NORFOLK — More than 50 years ago, Clarence Ray took advantage of an offer he couldn’t refuse – work for his father’s auto repair business to pay for his first semester each year at Old Dominion University and his father would pay for the second semester.
“ODU was a perfect fit for me,” he said. “We didn’t have the money for me to go out of town to college. I lived right in the Norfolk area, so I commuted to school.”
Spending too much time working for his father, however, caused his grades to suffer to the point of receiving an expulsion letter from the dean of engineering.
That’s when faculty advisor Fred Moreadith stepped in. Seeing Ray’s potential, Moreadith made another offer – “cut back your work hours at your father’s shop and I’ll do everything I can to convince the dean to reverse your expulsion.”
“I was so pleased that my faculty adviser had that much faith in me that I wanted to honor that by doing my very best,” Ray said.
His very best might be an understatement. Ray, who received his engineering degree in 1970, became a power player in the power industry, spending most of his nearly 45-year career at Duke Energy in North Carolina.
His more than 36 years at Duke included serving as CEO for two Duke Energy subsidiaries, one being Duke Fluor Daniel, a multi-billion-dollar international engineering and construction partnership.
“Duke Fluor Daniel was put together to design and build power plants both here in the U.S. and internationally,” Ray said. “I started as vice president of engineering and then after about a year, I was vice president of projects and then became president and CEO. We grew the company from four or five hundred million-dollar revenue to between three and a half and four billion dollars in revenue.”
After serving as CEO for another subsidiary, Duke Energy Generation Services, Ray retired from Duke in 2007. But he didn’t stop there.
He was lured by the Shaw Group, another major energy company, where he became CEO of the power division.
Ray attributes much of his success to the broad-based engineering knowledge he received at ODU.
“I’ve always felt that the education that I got at ODU played a significant role in my ability to do what I was able to do over my 44-year career,” he said. “Having classes in electrical and mechanical and civil engineering gave me a broad understanding of engineering, how to think in the context of all of those things.”
Ray gives back to ODU in the form of an endowed scholarship for engineering students.
“It’s not a big scholarship, but it’s appreciated,” he said. “I get letters from the scholarship awardees, some short letters and some very long, all of them nice letters detailing their backgrounds and so forth, so that’s been a really rewarding experience.”
Ray describes the endowment process as simple and believes any alum can do it.
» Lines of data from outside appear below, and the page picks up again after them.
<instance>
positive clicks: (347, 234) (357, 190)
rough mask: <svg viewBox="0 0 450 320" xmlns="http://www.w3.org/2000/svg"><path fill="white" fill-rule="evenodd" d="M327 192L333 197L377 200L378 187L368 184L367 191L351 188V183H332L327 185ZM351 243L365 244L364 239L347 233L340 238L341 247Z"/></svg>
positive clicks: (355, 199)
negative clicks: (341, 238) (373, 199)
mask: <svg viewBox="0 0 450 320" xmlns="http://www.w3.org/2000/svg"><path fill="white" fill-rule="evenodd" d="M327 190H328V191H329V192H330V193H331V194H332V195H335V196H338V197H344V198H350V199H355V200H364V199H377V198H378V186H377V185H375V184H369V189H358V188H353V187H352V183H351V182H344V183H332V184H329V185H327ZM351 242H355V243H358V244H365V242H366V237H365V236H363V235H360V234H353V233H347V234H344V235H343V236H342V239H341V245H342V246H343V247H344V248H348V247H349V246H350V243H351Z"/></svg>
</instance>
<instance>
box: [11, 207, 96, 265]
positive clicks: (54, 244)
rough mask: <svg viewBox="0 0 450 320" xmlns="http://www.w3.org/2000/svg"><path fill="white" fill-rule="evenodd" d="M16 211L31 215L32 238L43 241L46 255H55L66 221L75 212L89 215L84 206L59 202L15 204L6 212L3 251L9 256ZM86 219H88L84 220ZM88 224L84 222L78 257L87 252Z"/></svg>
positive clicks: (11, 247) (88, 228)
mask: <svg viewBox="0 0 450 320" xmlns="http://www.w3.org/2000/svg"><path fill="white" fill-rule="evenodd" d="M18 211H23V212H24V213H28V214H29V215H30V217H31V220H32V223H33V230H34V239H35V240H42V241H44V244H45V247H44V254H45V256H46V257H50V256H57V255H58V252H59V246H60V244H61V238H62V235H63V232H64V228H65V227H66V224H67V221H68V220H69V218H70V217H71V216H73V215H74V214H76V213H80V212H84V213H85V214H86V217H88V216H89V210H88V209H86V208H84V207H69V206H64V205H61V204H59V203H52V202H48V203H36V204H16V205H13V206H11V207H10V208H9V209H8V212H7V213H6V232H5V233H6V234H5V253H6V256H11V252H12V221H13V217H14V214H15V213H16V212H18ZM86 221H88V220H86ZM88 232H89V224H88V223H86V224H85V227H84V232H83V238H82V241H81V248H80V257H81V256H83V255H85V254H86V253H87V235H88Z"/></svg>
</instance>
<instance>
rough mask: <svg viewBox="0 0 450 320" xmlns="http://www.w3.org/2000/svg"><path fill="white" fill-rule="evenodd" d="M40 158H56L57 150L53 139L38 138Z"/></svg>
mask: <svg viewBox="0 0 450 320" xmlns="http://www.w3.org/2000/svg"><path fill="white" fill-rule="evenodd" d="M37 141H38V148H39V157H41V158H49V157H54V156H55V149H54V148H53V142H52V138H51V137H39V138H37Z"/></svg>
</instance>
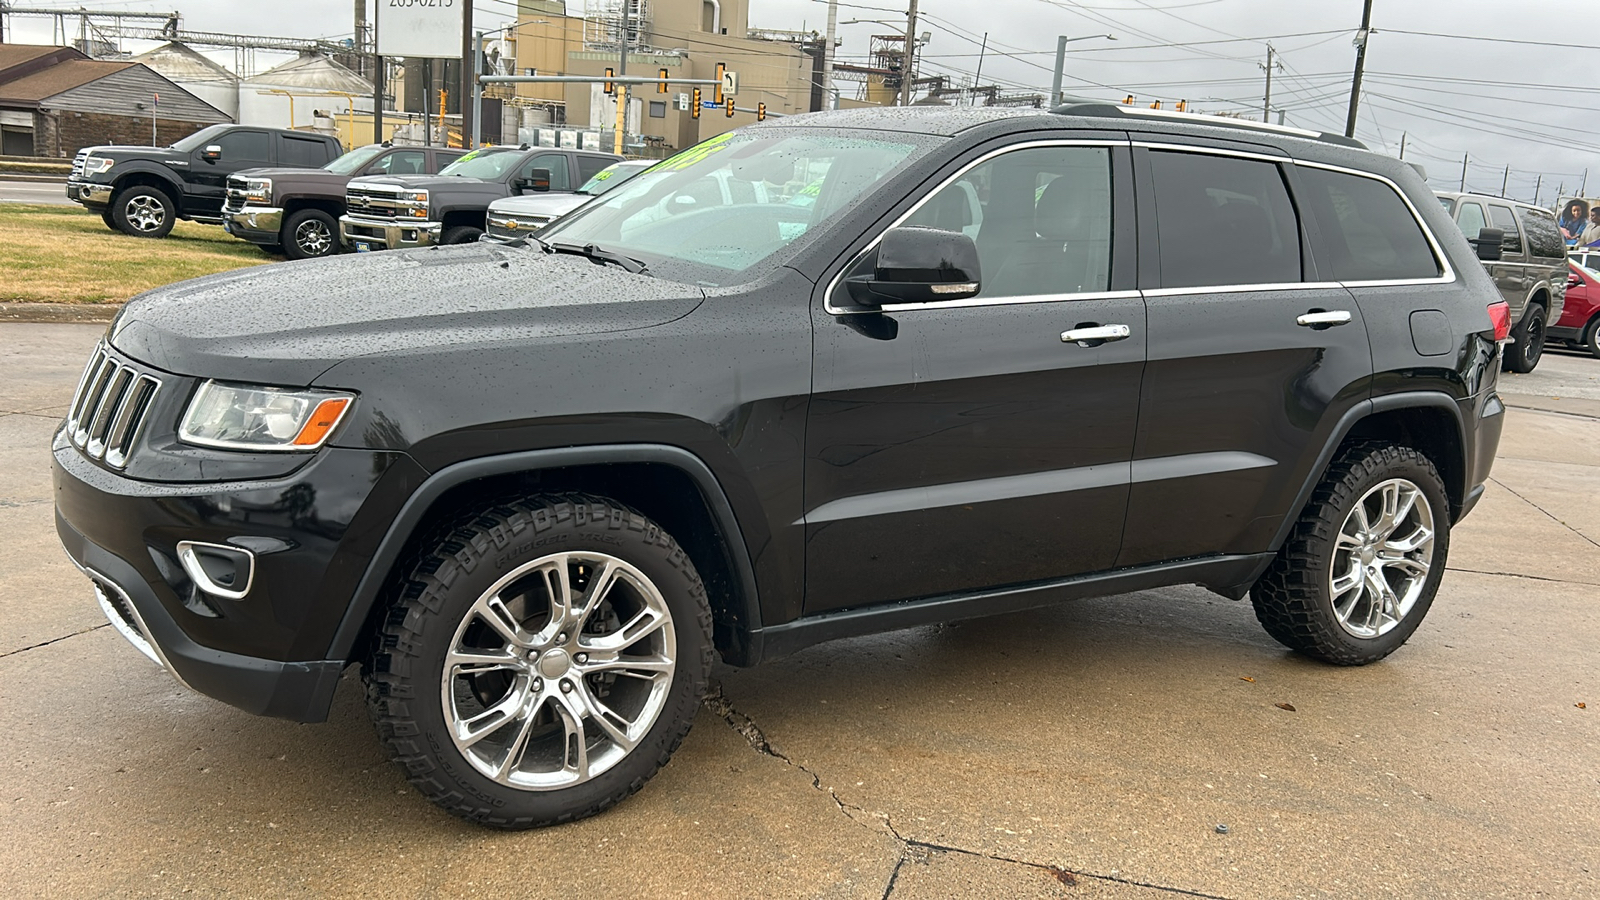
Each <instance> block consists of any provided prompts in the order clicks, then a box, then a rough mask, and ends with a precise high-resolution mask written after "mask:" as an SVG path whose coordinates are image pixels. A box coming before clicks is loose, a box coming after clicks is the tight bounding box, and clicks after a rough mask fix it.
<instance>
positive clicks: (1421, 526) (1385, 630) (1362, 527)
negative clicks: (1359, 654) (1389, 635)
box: [1328, 479, 1434, 639]
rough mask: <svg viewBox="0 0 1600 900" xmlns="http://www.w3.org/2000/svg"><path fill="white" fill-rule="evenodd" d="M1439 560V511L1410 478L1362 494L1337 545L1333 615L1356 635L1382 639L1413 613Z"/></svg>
mask: <svg viewBox="0 0 1600 900" xmlns="http://www.w3.org/2000/svg"><path fill="white" fill-rule="evenodd" d="M1432 559H1434V508H1432V506H1430V504H1429V503H1427V496H1426V495H1424V493H1422V490H1421V488H1419V487H1418V485H1414V484H1411V482H1410V480H1406V479H1389V480H1386V482H1381V484H1378V485H1373V488H1371V490H1368V492H1366V493H1363V495H1362V498H1360V500H1358V501H1357V503H1355V508H1354V509H1350V514H1349V516H1347V517H1346V519H1344V525H1342V527H1341V528H1339V538H1338V541H1334V551H1333V565H1331V567H1330V573H1328V577H1330V588H1331V596H1333V615H1334V618H1338V620H1339V626H1341V628H1344V629H1346V631H1347V633H1350V634H1354V636H1355V637H1365V639H1371V637H1381V636H1384V634H1387V633H1389V631H1392V629H1394V628H1395V626H1397V625H1400V620H1403V618H1405V617H1406V613H1410V612H1411V607H1414V605H1416V601H1418V597H1421V596H1422V585H1424V583H1426V581H1427V572H1429V569H1430V567H1432Z"/></svg>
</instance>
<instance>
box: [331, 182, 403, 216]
mask: <svg viewBox="0 0 1600 900" xmlns="http://www.w3.org/2000/svg"><path fill="white" fill-rule="evenodd" d="M344 207H346V210H349V213H350V215H352V216H363V218H368V219H397V218H400V192H398V191H395V189H387V187H378V186H355V184H352V186H349V187H347V189H346V192H344Z"/></svg>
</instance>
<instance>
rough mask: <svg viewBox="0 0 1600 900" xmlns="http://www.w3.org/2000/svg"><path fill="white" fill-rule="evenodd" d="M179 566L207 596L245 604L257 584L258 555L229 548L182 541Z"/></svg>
mask: <svg viewBox="0 0 1600 900" xmlns="http://www.w3.org/2000/svg"><path fill="white" fill-rule="evenodd" d="M178 562H181V564H182V565H184V573H187V575H189V578H190V580H192V581H194V583H195V585H197V586H198V588H200V589H202V591H205V593H206V594H211V596H214V597H222V599H226V601H242V599H245V594H248V593H250V586H251V585H253V583H254V580H256V554H253V552H250V551H248V549H240V548H237V546H227V544H208V543H202V541H178Z"/></svg>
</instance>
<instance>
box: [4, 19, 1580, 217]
mask: <svg viewBox="0 0 1600 900" xmlns="http://www.w3.org/2000/svg"><path fill="white" fill-rule="evenodd" d="M74 5H77V3H74ZM82 5H85V6H90V8H104V10H150V11H162V10H171V8H174V6H176V8H178V10H179V11H181V13H182V16H184V27H187V29H192V30H218V32H238V34H262V35H274V37H349V35H350V32H352V29H354V26H352V8H354V3H350V2H349V0H344V2H341V0H274V2H272V3H245V2H240V0H160V2H141V0H82ZM373 5H376V3H373ZM568 6H570V8H571V10H573V11H574V13H581V10H582V2H581V0H576V2H570V3H568ZM475 8H477V10H478V11H480V13H478V14H480V19H478V22H480V24H482V22H493V24H496V26H498V24H504V22H506V21H509V19H507V13H509V11H512V10H514V5H512V3H510V2H507V0H475ZM920 10H922V13H923V16H925V18H923V21H922V24H920V26H918V32H930V34H931V40H930V42H928V45H926V48H925V53H923V74H949V75H950V77H952V78H954V80H955V82H958V83H962V82H970V80H971V75H973V72H974V70H976V69H978V62H979V46H981V43H982V37H984V32H987V40H989V46H987V53H986V54H984V58H982V80H984V82H986V83H989V82H995V83H1000V85H1002V86H1005V88H1008V90H1018V91H1022V90H1029V91H1048V90H1050V77H1051V66H1053V62H1054V46H1056V35H1058V34H1066V35H1070V37H1085V38H1086V40H1075V42H1072V43H1070V45H1069V54H1067V66H1066V70H1067V77H1066V90H1067V91H1070V93H1078V94H1082V96H1094V98H1106V99H1122V98H1123V96H1125V94H1128V93H1133V94H1136V96H1138V98H1141V102H1149V101H1152V99H1163V101H1166V102H1165V106H1166V107H1168V109H1170V107H1171V106H1173V101H1178V99H1187V101H1189V102H1190V106H1192V107H1195V109H1202V110H1222V109H1227V110H1240V112H1251V114H1253V115H1256V117H1259V114H1261V102H1262V88H1264V72H1262V64H1264V62H1266V53H1267V42H1270V43H1272V46H1274V48H1275V50H1277V53H1278V58H1280V61H1282V64H1283V69H1282V70H1278V72H1275V74H1274V82H1272V107H1274V114H1272V120H1274V122H1275V120H1277V112H1275V110H1277V109H1283V110H1285V112H1286V122H1288V123H1290V125H1299V127H1304V128H1317V130H1328V131H1341V133H1342V130H1344V117H1346V106H1347V102H1349V85H1350V70H1352V66H1354V61H1355V50H1354V48H1352V45H1350V42H1352V38H1354V35H1355V29H1357V27H1358V26H1360V19H1362V0H1320V2H1317V3H1309V2H1304V0H1299V2H1285V0H1086V2H1085V3H1070V2H1066V0H982V2H981V3H976V2H973V0H920ZM1571 11H1573V6H1571V5H1570V3H1554V2H1525V3H1517V5H1507V3H1504V2H1499V3H1490V2H1485V0H1406V2H1405V3H1400V2H1397V0H1376V2H1374V10H1373V29H1374V30H1376V34H1374V35H1373V38H1371V43H1370V50H1368V54H1366V83H1365V90H1363V102H1362V115H1360V122H1358V128H1357V136H1358V138H1360V139H1363V141H1366V144H1368V146H1371V147H1374V149H1386V151H1387V152H1390V154H1395V152H1398V151H1400V136H1402V133H1406V135H1408V138H1406V152H1405V155H1406V159H1408V160H1416V162H1421V163H1422V165H1426V167H1427V171H1429V175H1430V179H1432V183H1434V186H1435V187H1451V189H1453V187H1454V186H1456V184H1458V183H1459V178H1461V155H1462V154H1470V160H1472V162H1470V167H1469V171H1467V187H1469V189H1478V191H1488V192H1494V194H1498V192H1499V191H1501V178H1502V175H1504V167H1507V165H1510V179H1509V189H1507V194H1509V195H1512V197H1518V199H1523V200H1531V199H1533V194H1534V184H1536V178H1538V176H1539V175H1541V173H1542V175H1544V186H1542V194H1541V200H1542V202H1544V203H1546V205H1554V195H1555V189H1557V187H1558V186H1562V184H1563V183H1565V186H1566V192H1568V194H1573V192H1576V186H1578V183H1579V181H1581V179H1582V178H1584V176H1582V173H1584V168H1586V167H1590V165H1594V167H1595V171H1594V186H1590V191H1589V192H1590V194H1600V159H1597V157H1594V154H1590V147H1594V146H1595V144H1600V115H1597V109H1600V46H1571V45H1582V43H1584V42H1586V40H1587V38H1586V37H1582V35H1584V34H1587V32H1584V30H1581V29H1571V27H1566V26H1568V24H1570V22H1573V21H1574V19H1573V18H1571ZM838 18H840V21H842V22H843V21H848V19H885V21H893V22H904V6H902V0H851V2H848V3H843V2H842V3H840V11H838ZM826 21H827V3H826V2H824V0H752V2H750V24H752V26H754V27H770V29H795V30H798V29H808V30H810V29H814V30H822V27H824V24H826ZM13 24H14V30H16V32H18V34H16V35H14V37H8V40H27V42H40V43H43V42H48V40H50V24H48V21H46V19H24V18H14V19H13ZM898 27H904V26H902V24H899V26H898ZM886 30H890V29H886V27H885V26H877V24H853V26H842V27H840V35H842V38H843V45H842V46H840V50H838V53H840V59H842V61H866V59H864V58H866V53H867V46H869V38H870V35H872V34H883V32H886ZM1403 32H1435V34H1450V35H1458V37H1429V35H1422V34H1403ZM1099 34H1112V35H1115V37H1117V40H1115V42H1110V40H1104V38H1094V37H1088V35H1099ZM1566 35H1576V37H1566ZM1469 38H1493V40H1469ZM1518 42H1526V43H1518ZM1542 43H1558V45H1568V46H1549V45H1542ZM1592 43H1600V38H1597V40H1594V42H1592ZM141 50H142V46H141ZM227 58H230V54H227ZM842 86H843V90H845V91H846V96H848V91H851V90H853V85H842Z"/></svg>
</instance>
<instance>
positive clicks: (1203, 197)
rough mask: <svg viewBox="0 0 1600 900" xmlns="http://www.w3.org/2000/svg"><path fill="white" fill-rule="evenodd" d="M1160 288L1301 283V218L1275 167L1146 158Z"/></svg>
mask: <svg viewBox="0 0 1600 900" xmlns="http://www.w3.org/2000/svg"><path fill="white" fill-rule="evenodd" d="M1150 171H1152V175H1154V186H1155V231H1157V235H1158V242H1157V243H1158V248H1157V250H1158V253H1160V259H1162V287H1163V288H1187V287H1216V285H1267V283H1290V282H1299V280H1301V242H1299V219H1298V218H1296V216H1294V207H1293V203H1290V192H1288V189H1286V187H1285V186H1283V173H1282V171H1280V170H1278V167H1277V163H1270V162H1258V160H1246V159H1235V157H1222V155H1210V154H1189V152H1168V151H1152V152H1150Z"/></svg>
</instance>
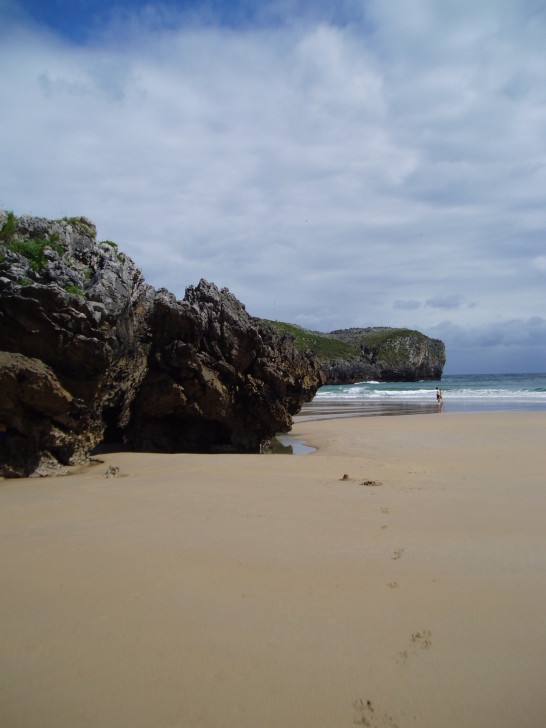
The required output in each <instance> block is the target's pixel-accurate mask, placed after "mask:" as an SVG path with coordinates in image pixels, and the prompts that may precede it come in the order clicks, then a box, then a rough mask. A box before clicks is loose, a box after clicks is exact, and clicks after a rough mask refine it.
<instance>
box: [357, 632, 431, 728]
mask: <svg viewBox="0 0 546 728" xmlns="http://www.w3.org/2000/svg"><path fill="white" fill-rule="evenodd" d="M431 644H432V633H431V631H430V630H428V629H421V630H419V631H418V632H414V633H413V634H412V635H411V637H410V641H409V645H408V647H407V648H406V649H405V650H403V651H402V652H400V653H399V657H400V658H401V660H400V659H397V660H396V664H397V665H399V664H401V663H402V664H405V663H406V662H407V660H408V659H409V658H410V657H412V656H416V655H418V654H419V652H421V651H422V650H428V649H429V648H430V646H431ZM353 710H354V714H353V724H354V725H363V726H368V728H401V726H400V724H399V723H398V722H397V721H396V719H395V718H394V717H393V716H392V715H391V714H390V713H388V712H387V711H384V710H382V709H380V708H378V707H377V706H375V705H374V704H373V702H372V701H371V700H366V701H364V700H362V698H357V699H356V700H355V701H354V702H353Z"/></svg>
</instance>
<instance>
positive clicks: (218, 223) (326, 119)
mask: <svg viewBox="0 0 546 728" xmlns="http://www.w3.org/2000/svg"><path fill="white" fill-rule="evenodd" d="M0 94H1V95H0V98H1V99H2V101H1V107H0V108H1V111H0V207H3V208H4V209H7V210H13V211H14V212H15V213H16V214H18V215H19V214H24V213H32V214H35V215H43V216H45V217H52V218H57V217H63V216H72V215H85V216H87V217H89V218H91V219H92V220H93V221H94V222H95V223H96V225H97V228H98V236H99V239H109V240H114V241H116V242H117V243H118V244H119V246H120V248H121V249H122V250H123V251H124V252H126V253H128V254H129V255H130V256H131V257H132V258H133V260H134V261H135V262H136V263H137V265H138V266H139V267H140V268H141V269H142V271H143V273H144V275H145V278H146V280H147V281H148V282H149V283H151V284H152V285H154V286H156V287H160V286H164V287H166V288H169V289H170V290H172V291H173V292H174V293H175V294H176V295H177V296H179V297H182V296H183V295H184V290H185V288H186V286H187V285H189V284H196V283H197V282H198V281H199V279H200V278H206V279H207V280H210V281H213V282H214V283H216V284H217V285H218V286H219V287H227V288H229V289H230V290H231V291H232V293H234V294H235V295H236V296H237V297H238V298H239V299H240V300H241V301H243V303H245V305H246V307H247V309H248V311H249V312H250V313H251V314H253V315H256V316H262V317H265V318H271V319H278V320H282V321H290V322H292V323H297V324H301V325H302V326H305V327H307V328H312V329H316V330H319V331H331V330H333V329H336V328H347V327H350V326H380V325H385V326H404V327H409V328H417V329H419V330H421V331H423V332H424V333H426V334H428V335H430V336H434V337H437V338H441V339H442V340H443V341H444V342H445V344H446V347H447V356H448V361H447V365H446V368H445V373H471V372H508V371H516V372H518V371H519V372H524V371H530V372H531V371H545V370H546V308H545V302H546V295H545V291H546V286H545V284H546V204H545V202H546V4H545V3H544V0H479V2H476V0H388V2H387V1H386V0H337V2H335V3H334V2H331V1H329V2H326V1H324V0H271V2H269V0H262V1H260V2H258V0H194V1H193V2H192V1H191V0H185V1H179V2H174V1H172V0H165V2H141V1H139V0H134V1H133V2H127V1H123V0H119V1H117V0H48V1H47V2H44V0H0Z"/></svg>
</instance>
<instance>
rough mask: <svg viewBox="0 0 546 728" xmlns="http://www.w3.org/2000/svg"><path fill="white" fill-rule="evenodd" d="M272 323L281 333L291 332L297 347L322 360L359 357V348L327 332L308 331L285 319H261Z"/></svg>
mask: <svg viewBox="0 0 546 728" xmlns="http://www.w3.org/2000/svg"><path fill="white" fill-rule="evenodd" d="M260 321H263V322H264V323H266V324H270V325H271V326H273V328H274V329H276V330H277V331H278V332H279V334H290V335H291V336H293V337H294V345H295V347H296V348H297V349H300V350H301V351H305V350H307V349H309V350H310V351H312V352H313V354H315V355H316V356H318V357H319V359H321V360H322V361H329V360H330V359H348V360H351V359H355V358H357V357H358V353H359V352H358V349H357V348H355V347H354V346H353V345H352V344H349V343H346V342H344V341H340V340H339V339H335V338H333V337H331V336H328V335H327V334H319V333H317V332H316V331H308V330H307V329H303V328H302V327H301V326H296V325H294V324H287V323H284V322H283V321H271V320H270V319H260Z"/></svg>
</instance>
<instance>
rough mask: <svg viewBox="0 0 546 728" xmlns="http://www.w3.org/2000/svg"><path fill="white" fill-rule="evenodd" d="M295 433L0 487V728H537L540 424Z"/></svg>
mask: <svg viewBox="0 0 546 728" xmlns="http://www.w3.org/2000/svg"><path fill="white" fill-rule="evenodd" d="M294 434H295V435H297V436H299V437H302V438H304V439H305V440H306V441H308V442H310V443H311V444H314V445H316V446H317V447H318V448H319V450H318V451H317V452H316V453H314V454H312V455H299V456H285V455H269V456H267V455H265V456H264V455H262V456H238V455H231V456H223V455H215V456H201V455H140V454H139V455H135V454H127V453H122V454H116V453H114V454H110V455H107V456H104V460H105V463H104V464H100V465H94V466H93V467H91V468H88V469H87V470H85V471H83V472H81V473H79V474H75V475H70V476H68V477H65V478H57V479H47V480H37V479H36V480H34V479H33V480H19V481H3V482H1V483H0V529H1V535H0V559H1V563H0V635H1V661H0V725H2V726H3V728H11V727H17V728H21V727H23V728H30V727H33V726H36V727H38V726H39V727H40V728H48V727H49V726H51V727H54V728H59V727H64V726H70V727H73V726H101V727H107V728H110V727H113V726H115V727H117V726H120V727H121V726H123V727H124V728H125V727H127V726H131V728H134V727H140V726H142V727H151V726H161V727H162V728H165V727H167V726H176V727H179V726H180V727H182V728H185V727H187V726H199V727H204V728H209V727H210V728H217V727H218V726H228V727H230V728H262V727H266V726H267V727H271V728H305V727H307V726H308V727H309V728H311V727H312V728H322V727H324V728H343V727H345V726H347V727H350V726H354V725H364V726H377V727H379V728H383V727H386V728H394V727H395V726H397V727H398V728H407V727H408V726H414V727H416V728H461V726H465V727H466V728H468V727H474V726H479V727H482V726H483V727H484V728H491V727H493V726H494V727H495V728H503V727H506V728H508V727H509V728H514V726H517V727H518V728H543V727H544V726H545V725H546V691H545V685H546V528H545V526H546V482H545V467H544V466H545V455H544V445H545V442H546V416H545V414H544V413H514V412H512V413H506V414H498V413H495V414H493V413H491V414H489V413H488V414H481V413H479V414H442V415H416V416H404V417H383V418H362V419H346V420H328V421H322V422H299V423H297V424H296V426H295V428H294ZM110 464H111V465H114V466H116V467H119V469H120V472H119V477H118V478H105V477H104V473H105V471H106V468H107V466H108V465H110ZM344 475H346V476H347V478H345V479H343V476H344Z"/></svg>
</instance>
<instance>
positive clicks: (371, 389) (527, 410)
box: [298, 374, 546, 419]
mask: <svg viewBox="0 0 546 728" xmlns="http://www.w3.org/2000/svg"><path fill="white" fill-rule="evenodd" d="M436 387H440V388H441V389H442V392H443V405H442V407H439V406H438V404H437V401H436ZM490 410H498V411H500V410H521V411H535V410H540V411H546V374H464V375H463V374H450V375H445V376H443V377H442V380H441V381H420V382H357V383H356V384H347V385H345V384H339V385H329V386H325V387H321V388H320V389H319V390H318V392H317V394H316V395H315V398H314V399H313V401H312V402H310V403H308V404H306V405H304V407H303V408H302V410H301V412H300V414H299V415H298V419H300V418H301V419H303V418H305V419H324V418H331V417H351V416H353V417H362V416H370V415H400V414H417V413H421V414H425V413H431V414H432V413H437V412H479V411H483V412H485V411H490Z"/></svg>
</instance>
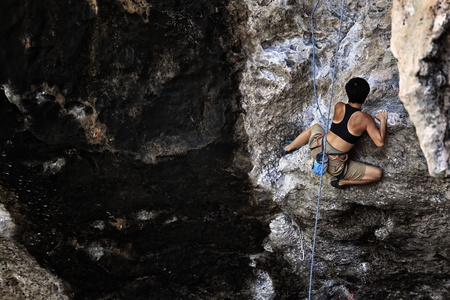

“You don’t have to start with a huge amount of money,” he said. “A set amount of money, agree that you’ll put this much in and do it year after year after year, and it grows over time. So you don’t have to even be at the level where they would do a scholarship right away. You can start at a small level, let it grow and then the university will start issuing scholarships under that. The school manages the money very well.”